House Prices Must Return to Trend Levels to Stabilize Market
GSEs can play positive role in deflating housing bubble.
For Immediate Release: December 3, 2008
WASHINGTON, DC- With new data coming out each week lamenting plummeting house prices and some policy makers advocating price supports in the housing market, a new report from the Center for Economic and Policy Research (CEPR) offers a straightforward solution to the turmoil in the housing market: let the prices fall.
The report, "The Key to Stabilizing House Prices: Bring Them Down," notes that prices are still hugely out of line with trend levels in bubble markets and calls for Fannie Mae and Freddie Mac to restrict the buying of mortgages in these areas. This would lead to fewer loans being issued in these markets and prices would quickly adjust to normal levels.
"Most policy analysts failed the public by missing the housing bubble," said report author and CEPR Co-Director Dean Baker. "By simply limiting the flow of capital into bubble-inflated markets, the government sponsored enterprises, or GSEs, have the opportunity to bring stability back to the housing market by helping prices return to trend levels."

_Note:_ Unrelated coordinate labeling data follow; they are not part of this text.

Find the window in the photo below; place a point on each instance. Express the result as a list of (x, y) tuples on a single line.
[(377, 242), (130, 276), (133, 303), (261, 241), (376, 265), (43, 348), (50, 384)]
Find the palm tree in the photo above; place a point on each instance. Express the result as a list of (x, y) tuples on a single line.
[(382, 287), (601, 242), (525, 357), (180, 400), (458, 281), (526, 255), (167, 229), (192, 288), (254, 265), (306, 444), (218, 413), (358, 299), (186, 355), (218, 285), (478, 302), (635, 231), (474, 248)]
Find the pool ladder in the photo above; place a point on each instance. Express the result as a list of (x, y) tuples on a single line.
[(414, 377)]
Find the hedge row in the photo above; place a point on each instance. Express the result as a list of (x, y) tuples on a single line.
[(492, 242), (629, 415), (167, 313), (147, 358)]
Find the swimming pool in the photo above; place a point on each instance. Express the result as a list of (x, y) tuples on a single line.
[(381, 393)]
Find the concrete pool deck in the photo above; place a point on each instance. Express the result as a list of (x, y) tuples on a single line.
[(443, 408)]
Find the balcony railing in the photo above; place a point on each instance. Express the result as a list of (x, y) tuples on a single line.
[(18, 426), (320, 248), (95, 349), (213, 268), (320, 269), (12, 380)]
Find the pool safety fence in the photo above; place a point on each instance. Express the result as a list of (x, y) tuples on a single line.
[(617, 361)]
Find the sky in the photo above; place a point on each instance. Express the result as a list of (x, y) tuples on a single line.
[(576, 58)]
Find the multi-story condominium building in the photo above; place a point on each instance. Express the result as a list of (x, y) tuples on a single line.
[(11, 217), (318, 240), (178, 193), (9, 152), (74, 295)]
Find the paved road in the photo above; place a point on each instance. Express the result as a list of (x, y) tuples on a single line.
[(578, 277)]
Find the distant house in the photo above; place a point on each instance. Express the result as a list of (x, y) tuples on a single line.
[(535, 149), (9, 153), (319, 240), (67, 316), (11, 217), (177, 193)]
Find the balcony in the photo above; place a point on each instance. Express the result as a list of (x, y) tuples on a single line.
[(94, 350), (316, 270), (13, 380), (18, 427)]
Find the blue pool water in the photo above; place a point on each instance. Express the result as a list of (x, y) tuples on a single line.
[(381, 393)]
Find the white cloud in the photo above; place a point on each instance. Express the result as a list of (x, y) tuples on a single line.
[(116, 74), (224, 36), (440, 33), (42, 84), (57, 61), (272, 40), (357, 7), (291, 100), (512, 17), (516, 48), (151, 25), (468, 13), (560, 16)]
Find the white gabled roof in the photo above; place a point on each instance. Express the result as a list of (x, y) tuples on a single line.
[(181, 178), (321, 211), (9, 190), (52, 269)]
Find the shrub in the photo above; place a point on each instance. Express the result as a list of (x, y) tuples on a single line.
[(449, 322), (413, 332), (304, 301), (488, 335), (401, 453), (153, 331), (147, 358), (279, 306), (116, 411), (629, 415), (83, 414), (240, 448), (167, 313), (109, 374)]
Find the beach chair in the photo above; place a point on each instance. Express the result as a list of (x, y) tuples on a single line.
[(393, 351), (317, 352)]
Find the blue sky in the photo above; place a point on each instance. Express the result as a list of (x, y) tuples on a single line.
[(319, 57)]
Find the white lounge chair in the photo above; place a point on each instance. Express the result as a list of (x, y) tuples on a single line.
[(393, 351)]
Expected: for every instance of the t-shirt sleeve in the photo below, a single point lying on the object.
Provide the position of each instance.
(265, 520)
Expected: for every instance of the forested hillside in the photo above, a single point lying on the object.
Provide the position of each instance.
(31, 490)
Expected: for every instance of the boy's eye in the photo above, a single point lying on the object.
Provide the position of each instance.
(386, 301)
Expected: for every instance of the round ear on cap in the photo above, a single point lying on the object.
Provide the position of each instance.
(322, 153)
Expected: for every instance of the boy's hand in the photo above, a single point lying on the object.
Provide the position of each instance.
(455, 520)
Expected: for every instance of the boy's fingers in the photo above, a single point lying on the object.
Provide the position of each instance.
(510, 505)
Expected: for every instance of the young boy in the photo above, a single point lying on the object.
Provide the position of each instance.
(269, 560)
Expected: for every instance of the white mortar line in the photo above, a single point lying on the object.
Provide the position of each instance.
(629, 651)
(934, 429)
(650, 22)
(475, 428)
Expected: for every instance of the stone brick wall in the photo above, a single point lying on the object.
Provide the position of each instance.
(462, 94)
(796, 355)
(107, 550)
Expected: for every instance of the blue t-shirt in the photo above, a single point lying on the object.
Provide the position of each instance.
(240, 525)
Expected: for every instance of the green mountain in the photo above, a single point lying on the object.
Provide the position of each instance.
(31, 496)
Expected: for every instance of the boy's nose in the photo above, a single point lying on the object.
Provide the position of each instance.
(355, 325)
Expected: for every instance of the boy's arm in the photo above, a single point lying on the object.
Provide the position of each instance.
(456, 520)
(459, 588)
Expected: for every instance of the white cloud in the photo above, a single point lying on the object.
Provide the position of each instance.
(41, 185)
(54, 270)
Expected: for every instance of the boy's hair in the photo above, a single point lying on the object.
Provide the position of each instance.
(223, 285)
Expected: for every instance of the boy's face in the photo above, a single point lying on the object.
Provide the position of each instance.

The report, which draws on data from the Case-Shiller Index, emphasizes that house prices used in mortgage appraisals should be based on rental values to avoid over-valuation. The fact that real house prices exploded by 80 percent from 1996 to 2006 while rents increased by only 4 percent over the same time period points to a degree of speculation and the fact that prices still have further to fall before the bubble deflates.
If Fannie and Freddie no longer supported the purchases of homes at bubble-inflated prices, there would be a quick price decline of 20 to 30 percent in the most over-valued markets. After this drop, homebuyers need be less fearful of further price declines, both boosting demand and reducing vacancy rates. At the same time, the consequent flow of loans into non-bubble markets would help prevent a downward price spiral in these areas and avert the risk of overshooting on the negative side.
"A rapid return to trend levels is significant for homeowners in that it gives them a sense of how their home equity figures into their real wealth and how they have to adjust their consumption and saving decisions," said Baker. "This is even more important for the huge cohort of baby boomers rapidly approaching retirement who may find that they have little or no wealth to support them in retirement beyond Social Security."
For those faced with foreclosure due in part to falling home prices, the best solution is one that amends the rules on foreclose to give homeowners the right to rent their home at the market rate. This would have the dual effect of keeping families in their houses and give bankers an incentive to renegotiate terms by making foreclosure an even less attractive option.